Well OP, you are welcome to move next door to me & bring round nice food & a cute baby anytime! I like going for coffee too. I’m a useless cook though & don’t have a baby sorry!
All my neighbours are from a variety of different backgrounds, ethnicities & age groups. They are families, couples, singles & housemates.
I’m very friendly with the lady next door & acquaintances with another neighbour; but the majority are just on ’hello’ terms. It would be lovely to meet some friendlier people. As long as they are not anti social!
I think you have tried your best with your neighbours but don’t bother any more. Their loss. Try making friends in other ways. Maybe your neighbours are racist, hopefully they aren’t & just prefer each other’s company.

Bufftailed · 04/07/2026 16:52

It is hard. I found out some of the parents of my teen DC’s group get together for drinks. Never been invited. I’m single, they’re not. They have younger children, I don’t. Bottom line, there are lots of other people to hang out with.

Hankunamatata · 04/07/2026 16:53

If their kids are in the same class there's lots in common to talk about.
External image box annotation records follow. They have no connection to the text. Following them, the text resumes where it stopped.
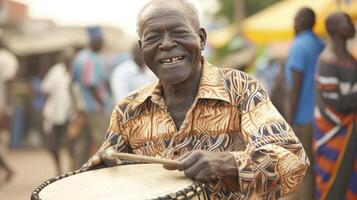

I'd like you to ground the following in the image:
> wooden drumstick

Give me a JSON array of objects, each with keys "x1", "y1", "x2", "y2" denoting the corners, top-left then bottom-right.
[{"x1": 105, "y1": 149, "x2": 180, "y2": 166}]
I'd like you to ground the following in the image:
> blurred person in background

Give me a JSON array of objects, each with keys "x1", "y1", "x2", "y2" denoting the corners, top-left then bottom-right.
[
  {"x1": 26, "y1": 65, "x2": 48, "y2": 146},
  {"x1": 110, "y1": 44, "x2": 157, "y2": 102},
  {"x1": 285, "y1": 7, "x2": 324, "y2": 200},
  {"x1": 41, "y1": 48, "x2": 74, "y2": 175},
  {"x1": 0, "y1": 38, "x2": 19, "y2": 182},
  {"x1": 314, "y1": 12, "x2": 357, "y2": 200},
  {"x1": 72, "y1": 26, "x2": 112, "y2": 168}
]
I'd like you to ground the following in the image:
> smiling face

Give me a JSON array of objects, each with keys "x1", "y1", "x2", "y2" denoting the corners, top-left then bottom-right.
[{"x1": 139, "y1": 3, "x2": 206, "y2": 85}]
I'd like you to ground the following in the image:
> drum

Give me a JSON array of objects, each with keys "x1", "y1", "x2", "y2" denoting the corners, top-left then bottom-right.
[{"x1": 31, "y1": 164, "x2": 208, "y2": 200}]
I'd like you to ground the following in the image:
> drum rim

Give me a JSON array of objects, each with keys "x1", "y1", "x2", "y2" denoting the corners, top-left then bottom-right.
[{"x1": 31, "y1": 161, "x2": 205, "y2": 200}]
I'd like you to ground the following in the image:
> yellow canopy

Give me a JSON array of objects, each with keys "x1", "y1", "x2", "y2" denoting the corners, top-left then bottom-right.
[{"x1": 240, "y1": 0, "x2": 357, "y2": 44}]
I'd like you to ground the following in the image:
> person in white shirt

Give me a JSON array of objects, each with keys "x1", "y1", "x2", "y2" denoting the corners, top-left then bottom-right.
[
  {"x1": 0, "y1": 39, "x2": 19, "y2": 182},
  {"x1": 110, "y1": 44, "x2": 157, "y2": 103},
  {"x1": 41, "y1": 49, "x2": 74, "y2": 174}
]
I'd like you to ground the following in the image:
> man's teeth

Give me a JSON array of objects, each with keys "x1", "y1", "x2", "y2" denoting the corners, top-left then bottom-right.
[{"x1": 160, "y1": 56, "x2": 183, "y2": 65}]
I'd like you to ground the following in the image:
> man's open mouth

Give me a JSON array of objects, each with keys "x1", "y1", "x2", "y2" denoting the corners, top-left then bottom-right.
[{"x1": 160, "y1": 56, "x2": 184, "y2": 65}]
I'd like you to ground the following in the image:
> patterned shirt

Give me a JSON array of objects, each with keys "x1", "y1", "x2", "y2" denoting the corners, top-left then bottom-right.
[{"x1": 101, "y1": 63, "x2": 309, "y2": 200}]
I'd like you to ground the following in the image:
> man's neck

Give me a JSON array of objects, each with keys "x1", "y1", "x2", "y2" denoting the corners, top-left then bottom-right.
[
  {"x1": 331, "y1": 37, "x2": 351, "y2": 59},
  {"x1": 162, "y1": 65, "x2": 202, "y2": 107}
]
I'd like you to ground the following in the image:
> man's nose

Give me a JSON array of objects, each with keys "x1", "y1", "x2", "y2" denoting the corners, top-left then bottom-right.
[{"x1": 159, "y1": 34, "x2": 177, "y2": 51}]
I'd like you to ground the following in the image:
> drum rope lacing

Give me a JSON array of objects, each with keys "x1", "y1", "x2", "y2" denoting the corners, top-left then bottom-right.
[{"x1": 31, "y1": 161, "x2": 209, "y2": 200}]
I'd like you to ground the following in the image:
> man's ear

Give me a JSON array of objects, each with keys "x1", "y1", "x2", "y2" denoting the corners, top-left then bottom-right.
[{"x1": 198, "y1": 28, "x2": 207, "y2": 51}]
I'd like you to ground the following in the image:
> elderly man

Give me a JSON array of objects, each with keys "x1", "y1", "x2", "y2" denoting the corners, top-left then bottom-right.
[{"x1": 84, "y1": 0, "x2": 309, "y2": 199}]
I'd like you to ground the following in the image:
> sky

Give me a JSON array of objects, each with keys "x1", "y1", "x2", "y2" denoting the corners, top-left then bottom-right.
[{"x1": 15, "y1": 0, "x2": 218, "y2": 35}]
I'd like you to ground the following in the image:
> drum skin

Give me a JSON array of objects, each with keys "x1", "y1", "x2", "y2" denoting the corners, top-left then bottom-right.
[{"x1": 31, "y1": 164, "x2": 208, "y2": 200}]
Dropping food round i would find a bit odd tbh

Id focus on making other friends and just accept it will be neighbours rather than friends

dancingdeidre · 04/07/2026 17:06

catslovehairties · 04/07/2026 16:47

No. What's rude is only dishing out invitations because you expect one in return.

If you suspect that is happening, you can refuse. If you accept, you should ask them back then refuse the next one.

catslovehairties · 04/07/2026 17:09

dancingdeidre · 04/07/2026 17:06

If you suspect that is happening, you can refuse. If you accept, you should ask them back then refuse the next one.

Why, though? Because you've decided I should? Confused

People have all sorts of reasons for not wanting to host - from tiny kitchens, to lack of dining tables or space, to lack of money, or just not being comfortable hosting and/or cooking for someone they barely know.

godmum56 · 04/07/2026 17:15

catslovehairties · 04/07/2026 17:09

Why, though? Because you've decided I should? Confused

People have all sorts of reasons for not wanting to host - from tiny kitchens, to lack of dining tables or space, to lack of money, or just not being comfortable hosting and/or cooking for someone they barely know.

hush!!! the Queeen of Ettiquette has spoken, bow and obey.

catslovehairties · 04/07/2026 17:20

godmum56 · 04/07/2026 17:15

hush!!! the Queeen of Ettiquette has spoken, bow and obey.

😂

LGBirmingham · 04/07/2026 17:21

Letsformanallegiance · 04/07/2026 04:28

White British Muslim here. Honestly, the sending food to your neighbours thing is a deeply engrained Muslim tradition, and a lovely one. But it’s not always well received here. If you were on pleasant chatty terms and the neighbour commented ‘Oh your cooking always smells so lovely’ then that might be a suitable inroads, but otherwise it’s sometimes considered intrusive and over familar. They could be prejudiced. Or they could just be too busy or stressed to take the time out to explore friendships which might require more effort than normal. Learning other cultures and faiths when navigating friendships can require extra brain power and some folk just prefer to keep themselves to themselves. I wouldn’t over think it. Give it time and look to invest your energies into other friendships and your own family. You mean well but not everyone is open to seeing it.

It's sad though that people can't see the nice gesture even if it is highly unusual in our culture. My neighbours bring us food round at their festivals so we return the gesture. It's nice.

catslovehairties · 04/07/2026 17:22

LGBirmingham · 04/07/2026 17:21

It's sad though that people can't see the nice gesture even if it is highly unusual in our culture. My neighbours bring us food round at their festivals so we return the gesture. It's nice.

I think people can see that it's well intended but that doesn't make it any less awkward.